Methodology for Addressing the Issue: The current phase involves resampling of market eels and also targeting larger, older specimens in all or most USA wild populations for parasites. For comparative purposes, a few samples of certain other live freshwater fishes imported live and sold live in US food markets will also be examined. Identification of parasites will be based on morphological characters and in some situations augmented with molecular characterizations.

Parasites of Imported and Non-Native Wild Asian Swamp Eels
Swamp eels are a common source of human gnathostomiasis, a food-borne zoonosis caused by parasitic nematodes of the genus Gnathostoma spp.

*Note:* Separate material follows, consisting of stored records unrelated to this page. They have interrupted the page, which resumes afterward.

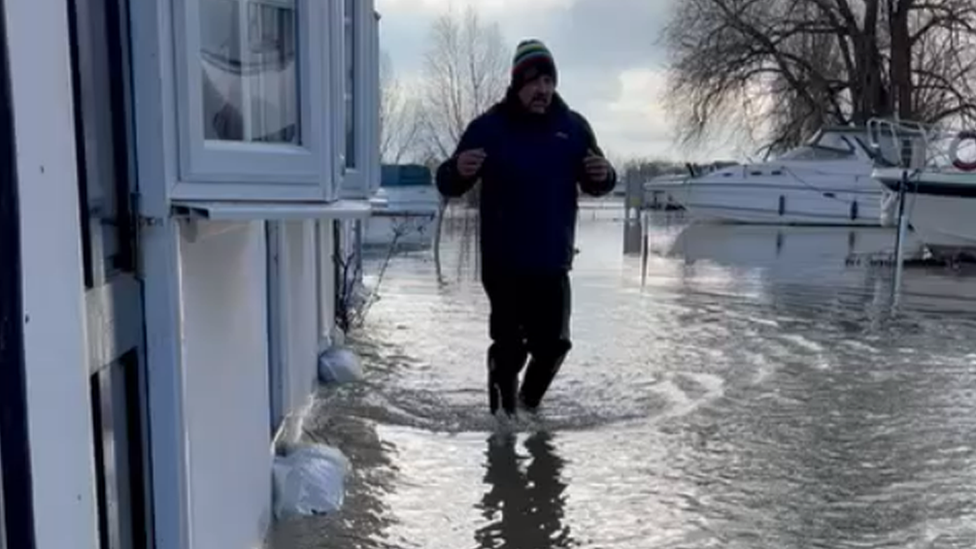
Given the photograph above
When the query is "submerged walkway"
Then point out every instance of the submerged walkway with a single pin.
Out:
(747, 390)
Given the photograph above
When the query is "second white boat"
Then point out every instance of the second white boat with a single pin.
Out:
(827, 181)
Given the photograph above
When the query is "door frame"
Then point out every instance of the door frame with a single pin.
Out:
(16, 480)
(115, 319)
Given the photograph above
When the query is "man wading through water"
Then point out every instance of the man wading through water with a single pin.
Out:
(532, 154)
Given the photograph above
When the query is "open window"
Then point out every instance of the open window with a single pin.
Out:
(360, 99)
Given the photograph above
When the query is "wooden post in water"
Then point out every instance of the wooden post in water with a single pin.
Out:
(900, 238)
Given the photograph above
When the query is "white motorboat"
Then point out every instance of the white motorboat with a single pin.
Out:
(827, 181)
(404, 208)
(939, 186)
(940, 205)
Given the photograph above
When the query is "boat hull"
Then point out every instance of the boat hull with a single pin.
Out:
(940, 206)
(776, 203)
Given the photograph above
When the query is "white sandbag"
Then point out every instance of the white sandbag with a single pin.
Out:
(309, 481)
(340, 366)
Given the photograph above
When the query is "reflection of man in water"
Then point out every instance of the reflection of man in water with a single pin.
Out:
(526, 507)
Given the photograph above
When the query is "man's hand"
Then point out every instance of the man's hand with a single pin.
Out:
(597, 167)
(469, 162)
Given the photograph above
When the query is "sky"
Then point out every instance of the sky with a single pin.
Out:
(612, 65)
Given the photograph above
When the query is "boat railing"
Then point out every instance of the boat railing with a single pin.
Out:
(912, 145)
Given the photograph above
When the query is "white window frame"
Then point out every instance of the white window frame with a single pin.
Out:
(216, 162)
(360, 180)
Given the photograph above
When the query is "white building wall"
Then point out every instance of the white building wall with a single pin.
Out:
(225, 351)
(55, 345)
(299, 293)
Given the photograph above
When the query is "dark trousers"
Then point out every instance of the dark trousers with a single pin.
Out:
(530, 317)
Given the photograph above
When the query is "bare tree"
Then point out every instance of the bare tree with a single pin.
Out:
(399, 115)
(464, 74)
(793, 66)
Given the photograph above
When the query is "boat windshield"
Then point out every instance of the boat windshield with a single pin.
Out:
(828, 146)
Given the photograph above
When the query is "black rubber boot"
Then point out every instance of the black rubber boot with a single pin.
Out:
(504, 366)
(539, 375)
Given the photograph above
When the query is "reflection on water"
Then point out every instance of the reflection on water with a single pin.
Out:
(524, 502)
(734, 387)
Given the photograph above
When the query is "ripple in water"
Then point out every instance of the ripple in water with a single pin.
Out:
(748, 389)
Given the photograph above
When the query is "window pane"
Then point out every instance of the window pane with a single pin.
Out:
(250, 74)
(350, 87)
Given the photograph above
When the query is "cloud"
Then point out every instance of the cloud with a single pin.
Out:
(611, 63)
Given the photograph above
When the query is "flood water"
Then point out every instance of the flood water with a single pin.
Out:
(735, 387)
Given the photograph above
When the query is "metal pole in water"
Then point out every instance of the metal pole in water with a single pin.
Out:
(900, 238)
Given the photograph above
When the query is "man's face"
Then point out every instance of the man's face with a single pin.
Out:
(536, 94)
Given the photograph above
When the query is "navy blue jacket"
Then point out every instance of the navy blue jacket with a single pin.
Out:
(530, 184)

Future Needs: Increased global trade of live fish increases the risk that gnathostomes and other fish-borne parasites will be introduced into regions along with their introduced hosts. The current research will: 1) more fully document prevalence of zoonotic Gnathostoma species and other potentially harmful parasites in swamp eels; 2) broaden the investigation to include swamp eels and a few other imported live fish from food markets in previously unsampled areas of the USA and perhaps Canada, 3) more thoroughly sample wild populations in Florida and New Jersey; and 4) attempt to obtain samples and analyze the parasites of introduced wild populations present in Georgia and Hawaii, populations whose parasites have not previously been investigated. This research is being funded by the USGS Invasive Species Program and addresses prevention, early detection and rapid assessment of new invaders, monitoring and forecasting of invasive species, effects of invasive species, control and management of invasive species, and information management.